Facing the audience was Khon Kaen Mayor Theerasak Theekayuphan, the elected chiefs of five municipal sub-districts and Suradech Taweesaengsakulthai, associate dean at Khon Kaen University’s College of Local Administration (COLA). Conspicuously absent were representatives of the MRTA which had declined the mayor’s formal invitation to attend the event.

“Think of the opportunities for our children and grandchildren,” Mr. Suradech told the audience, stressing the long-term benefits of local ownership. As long as the project is locally owned, all LRT trains would be produced in Khon Kaen and there are opportunities for educational and vocational partnerships with colleges and universities, he argued.

Mr. Suradech leads Khon Kaen City Development (KKTT), the public-private partnership behind the proposed LRT system. In 2015, the city and 20 local companies formed the corporation with a mission of realizing transit-led development without recourse to central government funds.

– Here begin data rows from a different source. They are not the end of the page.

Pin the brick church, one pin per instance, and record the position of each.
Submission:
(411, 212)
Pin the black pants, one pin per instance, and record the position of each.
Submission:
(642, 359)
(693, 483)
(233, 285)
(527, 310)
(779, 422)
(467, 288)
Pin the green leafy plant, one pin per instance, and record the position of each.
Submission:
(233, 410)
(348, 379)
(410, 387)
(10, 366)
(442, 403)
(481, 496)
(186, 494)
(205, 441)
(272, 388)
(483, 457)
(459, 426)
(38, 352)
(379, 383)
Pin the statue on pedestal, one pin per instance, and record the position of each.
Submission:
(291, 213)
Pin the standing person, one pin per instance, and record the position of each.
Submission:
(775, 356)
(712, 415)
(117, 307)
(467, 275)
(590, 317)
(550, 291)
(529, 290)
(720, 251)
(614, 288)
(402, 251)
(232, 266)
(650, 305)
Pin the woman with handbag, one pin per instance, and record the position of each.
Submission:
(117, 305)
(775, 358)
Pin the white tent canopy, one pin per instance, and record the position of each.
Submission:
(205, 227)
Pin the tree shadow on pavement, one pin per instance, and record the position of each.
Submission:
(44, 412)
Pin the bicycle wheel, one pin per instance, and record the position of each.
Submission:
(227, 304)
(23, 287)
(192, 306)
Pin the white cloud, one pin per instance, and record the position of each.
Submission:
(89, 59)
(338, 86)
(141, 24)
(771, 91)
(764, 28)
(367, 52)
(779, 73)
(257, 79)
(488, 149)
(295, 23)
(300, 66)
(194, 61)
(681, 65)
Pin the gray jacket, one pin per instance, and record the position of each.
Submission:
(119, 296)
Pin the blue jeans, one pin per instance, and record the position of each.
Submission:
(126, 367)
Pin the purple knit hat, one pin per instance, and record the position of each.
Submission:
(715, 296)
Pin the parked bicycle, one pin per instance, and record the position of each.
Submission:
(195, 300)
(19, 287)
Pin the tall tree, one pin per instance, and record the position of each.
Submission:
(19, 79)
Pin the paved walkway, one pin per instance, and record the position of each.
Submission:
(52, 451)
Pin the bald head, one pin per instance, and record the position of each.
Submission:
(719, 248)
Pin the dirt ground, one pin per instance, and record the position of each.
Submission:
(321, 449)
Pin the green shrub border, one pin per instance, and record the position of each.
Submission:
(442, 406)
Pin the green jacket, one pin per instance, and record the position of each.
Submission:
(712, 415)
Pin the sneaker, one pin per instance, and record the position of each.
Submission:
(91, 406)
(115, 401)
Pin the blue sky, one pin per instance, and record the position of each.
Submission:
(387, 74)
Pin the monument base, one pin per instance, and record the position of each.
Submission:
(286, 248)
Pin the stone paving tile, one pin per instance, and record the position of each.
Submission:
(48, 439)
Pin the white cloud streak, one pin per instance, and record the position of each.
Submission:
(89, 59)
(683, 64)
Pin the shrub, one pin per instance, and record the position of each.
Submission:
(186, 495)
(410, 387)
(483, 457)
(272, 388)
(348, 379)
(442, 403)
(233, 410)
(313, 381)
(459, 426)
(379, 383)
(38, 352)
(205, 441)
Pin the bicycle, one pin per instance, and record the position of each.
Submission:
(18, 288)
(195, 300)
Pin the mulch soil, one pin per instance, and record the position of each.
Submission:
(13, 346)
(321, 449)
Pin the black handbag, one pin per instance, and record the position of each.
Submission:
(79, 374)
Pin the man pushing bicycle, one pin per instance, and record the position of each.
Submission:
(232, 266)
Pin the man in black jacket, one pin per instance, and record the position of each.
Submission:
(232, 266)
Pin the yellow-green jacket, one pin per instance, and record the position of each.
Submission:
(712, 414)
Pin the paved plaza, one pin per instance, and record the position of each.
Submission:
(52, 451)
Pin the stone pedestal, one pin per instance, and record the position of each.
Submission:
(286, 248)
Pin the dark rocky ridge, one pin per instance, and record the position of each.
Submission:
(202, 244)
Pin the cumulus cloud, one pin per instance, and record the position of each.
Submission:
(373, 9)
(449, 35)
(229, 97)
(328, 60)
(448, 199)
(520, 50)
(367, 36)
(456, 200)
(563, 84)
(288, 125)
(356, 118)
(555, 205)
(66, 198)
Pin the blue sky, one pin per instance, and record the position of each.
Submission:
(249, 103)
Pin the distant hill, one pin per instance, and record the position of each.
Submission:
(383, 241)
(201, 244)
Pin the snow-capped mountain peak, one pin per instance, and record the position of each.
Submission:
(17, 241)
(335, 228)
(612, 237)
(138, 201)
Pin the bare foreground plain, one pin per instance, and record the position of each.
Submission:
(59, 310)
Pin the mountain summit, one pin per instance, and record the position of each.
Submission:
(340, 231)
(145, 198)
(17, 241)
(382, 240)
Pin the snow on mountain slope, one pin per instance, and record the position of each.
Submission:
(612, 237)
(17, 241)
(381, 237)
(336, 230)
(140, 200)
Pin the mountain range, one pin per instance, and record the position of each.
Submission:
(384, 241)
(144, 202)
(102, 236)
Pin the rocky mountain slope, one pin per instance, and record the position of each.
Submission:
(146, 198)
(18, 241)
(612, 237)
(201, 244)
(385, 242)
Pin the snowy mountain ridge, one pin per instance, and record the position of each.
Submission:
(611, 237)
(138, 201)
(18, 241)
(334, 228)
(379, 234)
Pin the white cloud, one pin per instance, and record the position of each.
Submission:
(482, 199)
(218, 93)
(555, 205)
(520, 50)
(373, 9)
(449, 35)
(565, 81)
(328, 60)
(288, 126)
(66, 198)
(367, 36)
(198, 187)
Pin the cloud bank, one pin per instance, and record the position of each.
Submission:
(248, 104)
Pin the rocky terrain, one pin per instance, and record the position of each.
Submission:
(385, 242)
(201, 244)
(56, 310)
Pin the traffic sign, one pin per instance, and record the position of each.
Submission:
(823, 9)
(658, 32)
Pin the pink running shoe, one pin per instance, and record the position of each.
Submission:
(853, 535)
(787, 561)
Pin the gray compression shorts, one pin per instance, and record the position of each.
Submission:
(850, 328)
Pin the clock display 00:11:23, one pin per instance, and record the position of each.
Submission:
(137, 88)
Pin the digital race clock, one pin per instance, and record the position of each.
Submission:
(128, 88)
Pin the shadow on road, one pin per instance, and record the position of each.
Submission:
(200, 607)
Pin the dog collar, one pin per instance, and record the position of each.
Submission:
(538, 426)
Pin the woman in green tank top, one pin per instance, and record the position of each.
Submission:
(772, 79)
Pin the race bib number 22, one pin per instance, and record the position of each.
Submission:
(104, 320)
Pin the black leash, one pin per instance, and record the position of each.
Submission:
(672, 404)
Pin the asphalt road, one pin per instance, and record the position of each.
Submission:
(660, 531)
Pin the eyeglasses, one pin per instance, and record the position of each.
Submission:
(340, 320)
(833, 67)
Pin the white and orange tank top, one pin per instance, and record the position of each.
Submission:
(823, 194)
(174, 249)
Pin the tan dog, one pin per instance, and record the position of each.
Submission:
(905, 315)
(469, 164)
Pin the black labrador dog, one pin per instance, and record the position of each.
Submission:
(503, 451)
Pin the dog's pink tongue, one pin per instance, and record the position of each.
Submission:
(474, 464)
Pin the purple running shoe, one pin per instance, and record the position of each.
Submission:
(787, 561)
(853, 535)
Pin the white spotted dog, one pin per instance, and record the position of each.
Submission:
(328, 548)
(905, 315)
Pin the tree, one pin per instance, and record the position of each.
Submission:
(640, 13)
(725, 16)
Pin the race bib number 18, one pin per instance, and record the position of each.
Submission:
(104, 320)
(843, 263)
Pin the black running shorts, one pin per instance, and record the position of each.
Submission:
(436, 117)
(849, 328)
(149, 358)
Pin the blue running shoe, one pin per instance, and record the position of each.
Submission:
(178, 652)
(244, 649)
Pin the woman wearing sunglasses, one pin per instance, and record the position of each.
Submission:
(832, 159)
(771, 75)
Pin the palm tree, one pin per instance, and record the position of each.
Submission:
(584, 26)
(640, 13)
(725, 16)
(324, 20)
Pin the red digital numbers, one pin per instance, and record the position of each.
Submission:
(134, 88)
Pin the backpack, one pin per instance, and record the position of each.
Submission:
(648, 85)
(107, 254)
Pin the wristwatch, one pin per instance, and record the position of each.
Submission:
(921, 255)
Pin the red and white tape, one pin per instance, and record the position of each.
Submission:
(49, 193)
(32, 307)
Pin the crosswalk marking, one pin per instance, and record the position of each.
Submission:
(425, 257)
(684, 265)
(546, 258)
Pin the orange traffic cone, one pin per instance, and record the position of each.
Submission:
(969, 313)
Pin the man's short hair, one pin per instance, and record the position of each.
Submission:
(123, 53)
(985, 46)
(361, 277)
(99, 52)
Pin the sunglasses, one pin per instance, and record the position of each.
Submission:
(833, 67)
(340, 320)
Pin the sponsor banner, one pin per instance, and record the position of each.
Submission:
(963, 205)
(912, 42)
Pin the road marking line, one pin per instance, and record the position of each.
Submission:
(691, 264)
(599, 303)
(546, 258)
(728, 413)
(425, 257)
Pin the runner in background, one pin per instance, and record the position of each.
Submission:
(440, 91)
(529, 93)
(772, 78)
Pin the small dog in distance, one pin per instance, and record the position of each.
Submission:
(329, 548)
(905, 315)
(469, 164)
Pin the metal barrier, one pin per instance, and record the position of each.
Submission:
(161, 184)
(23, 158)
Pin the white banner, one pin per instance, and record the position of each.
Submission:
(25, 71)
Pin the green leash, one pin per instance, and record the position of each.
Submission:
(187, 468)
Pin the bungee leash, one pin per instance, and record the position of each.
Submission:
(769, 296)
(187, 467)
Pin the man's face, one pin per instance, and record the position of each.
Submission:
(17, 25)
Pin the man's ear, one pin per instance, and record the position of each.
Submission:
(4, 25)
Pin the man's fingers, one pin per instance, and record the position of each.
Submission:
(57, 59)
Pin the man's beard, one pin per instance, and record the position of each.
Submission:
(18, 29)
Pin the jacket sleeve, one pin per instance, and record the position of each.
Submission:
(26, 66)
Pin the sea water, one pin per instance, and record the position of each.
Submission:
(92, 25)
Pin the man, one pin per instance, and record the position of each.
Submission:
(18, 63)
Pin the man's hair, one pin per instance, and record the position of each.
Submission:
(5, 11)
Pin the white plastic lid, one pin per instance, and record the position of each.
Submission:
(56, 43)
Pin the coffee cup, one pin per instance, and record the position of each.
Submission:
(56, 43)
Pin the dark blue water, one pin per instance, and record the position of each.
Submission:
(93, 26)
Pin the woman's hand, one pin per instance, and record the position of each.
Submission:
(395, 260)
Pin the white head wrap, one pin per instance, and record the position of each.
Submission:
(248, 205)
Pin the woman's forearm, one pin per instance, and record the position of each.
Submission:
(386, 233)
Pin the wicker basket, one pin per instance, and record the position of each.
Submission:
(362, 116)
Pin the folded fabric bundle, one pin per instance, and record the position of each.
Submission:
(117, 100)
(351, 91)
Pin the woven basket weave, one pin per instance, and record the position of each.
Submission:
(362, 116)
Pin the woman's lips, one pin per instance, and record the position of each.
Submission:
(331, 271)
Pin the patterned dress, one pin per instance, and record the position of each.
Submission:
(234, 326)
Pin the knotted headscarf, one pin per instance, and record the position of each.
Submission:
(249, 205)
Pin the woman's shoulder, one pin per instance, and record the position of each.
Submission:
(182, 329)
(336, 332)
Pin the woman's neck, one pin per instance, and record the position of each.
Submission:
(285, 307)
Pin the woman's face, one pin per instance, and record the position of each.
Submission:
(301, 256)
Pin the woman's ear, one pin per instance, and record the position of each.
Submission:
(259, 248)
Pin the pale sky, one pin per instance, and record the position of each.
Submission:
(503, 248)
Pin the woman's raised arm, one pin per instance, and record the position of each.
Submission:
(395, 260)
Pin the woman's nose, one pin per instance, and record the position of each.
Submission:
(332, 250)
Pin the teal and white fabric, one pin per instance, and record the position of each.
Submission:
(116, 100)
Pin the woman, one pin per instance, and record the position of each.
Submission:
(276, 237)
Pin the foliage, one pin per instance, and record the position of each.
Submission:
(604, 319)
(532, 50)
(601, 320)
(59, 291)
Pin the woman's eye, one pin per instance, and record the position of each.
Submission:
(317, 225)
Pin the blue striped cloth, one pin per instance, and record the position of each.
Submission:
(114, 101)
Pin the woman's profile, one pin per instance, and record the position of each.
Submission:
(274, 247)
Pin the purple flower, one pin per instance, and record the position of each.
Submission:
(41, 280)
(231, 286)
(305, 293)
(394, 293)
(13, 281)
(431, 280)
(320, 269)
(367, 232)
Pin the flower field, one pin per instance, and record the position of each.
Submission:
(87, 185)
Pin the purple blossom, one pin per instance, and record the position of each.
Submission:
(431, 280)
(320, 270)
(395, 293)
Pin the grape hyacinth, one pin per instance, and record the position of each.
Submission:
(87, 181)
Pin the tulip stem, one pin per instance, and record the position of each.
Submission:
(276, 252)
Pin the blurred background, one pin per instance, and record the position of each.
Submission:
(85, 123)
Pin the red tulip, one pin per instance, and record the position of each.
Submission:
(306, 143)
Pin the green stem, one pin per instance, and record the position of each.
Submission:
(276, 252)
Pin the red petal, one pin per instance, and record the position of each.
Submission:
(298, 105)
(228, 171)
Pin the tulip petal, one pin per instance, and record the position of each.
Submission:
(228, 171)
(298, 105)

Khon Kaen Mayor Theerasak Theekayuphan (third from right) is concerned that the construction of the light rail system will be delayed for years if the MRTA takes over the project.

Surprise move

After years of lobbying, Khon Kaen Municipality received approval from Prime Minister General Prayuth Chan-ocha and the cabinet to go ahead with the project. But in a surprise move, the Transport Minister and Director of MRTA, Arkhom Termpittayapaisit, made his own bid to the cabinet for the construction and operation of the project.

“Frankly, I was upset,” Mayor Theerasak confessed to the audience. “After all we’ve done from the very beginning, it felt like we were being gatecrashed.”

MRTA is bound by a national master plan to provide Phuket and Chiang Mai with LRT systems before it can address other provincial cities.

MRTA also depends on decrees, granted on a city-by-city basis, to build beyond Bangkok. At the hearing, people were asked to vote on whether or not MRTA should be granted a decree for Khon Kaen. It remains to be seen how the yet unknown outcome of the ballot will influence the cabinet’s decision to draft a decree for King Rama X to sign.

“It’s going to be at least nine years until we can fight it out with Hat Yai and Nakhon Ratchasima for third place on MRTA’s to-do list,” Mr. Suradech pointed out. “If we do this ourselves, we can ride those trains in just three years.”

Concerns over corruption

But some members of the public were doubtful of Khon Kaen Municipality’s qualifications. A representative of the Citizens Anti-Corruption Network raised concerns about corruption in local government.

“The Ministry of Interior is the most corrupt, and the most corrupt part of this ministry are the local administrations,” said Tul Prasertsilpa, president of the group’s Khon Kaen chapter. “We are taking a huge risk by allowing them to handle this project instead of MRTA, which already has the experience and know-how.”

Throughout question time, the audience mostly reminded each other that the rest of Thailand is watching, and that Khon Kaen must seize this rare opportunity. “If the risk of corruption was a valid reason to not do projects like this, then nothing would ever get built in this country!” a man fired back at Mr. Tul.

Mr. Suradech warned the audience that none of the long-term benefits to local industry and education would be guaranteed under MRTA management of the light rail system.

The mayor soothed the crowd by reminding them that MRTA are just doing their duty as they see it, and that cooperation with MRTA should not be ruled out for any subsequent lines. But since MRTA can’t say when they are going to start building in Khon Kaen, he would prefer to start immediately through KKTS rather than wait any longer.

In a passionate closing speech, the mayor warned citizens of having to start the whole process from zero if the national election is allowed to happen before a decision is made for Khon Kaen’s LRT.

Mayor Theerasak also assured the audience that the project will not be managed by the local administration, but by a professionally run KKTS that will work with an international auditing firm.

“But I thank you for keeping me honest. Without people like you, society would be in trouble,” he added by way of reply to the anti-corruption campaigner.

Staff carrying ballot boxes began weaving through the room as the applause died down. The mood was resolute, yet tinged with uncertainty about the final word from Bangkok.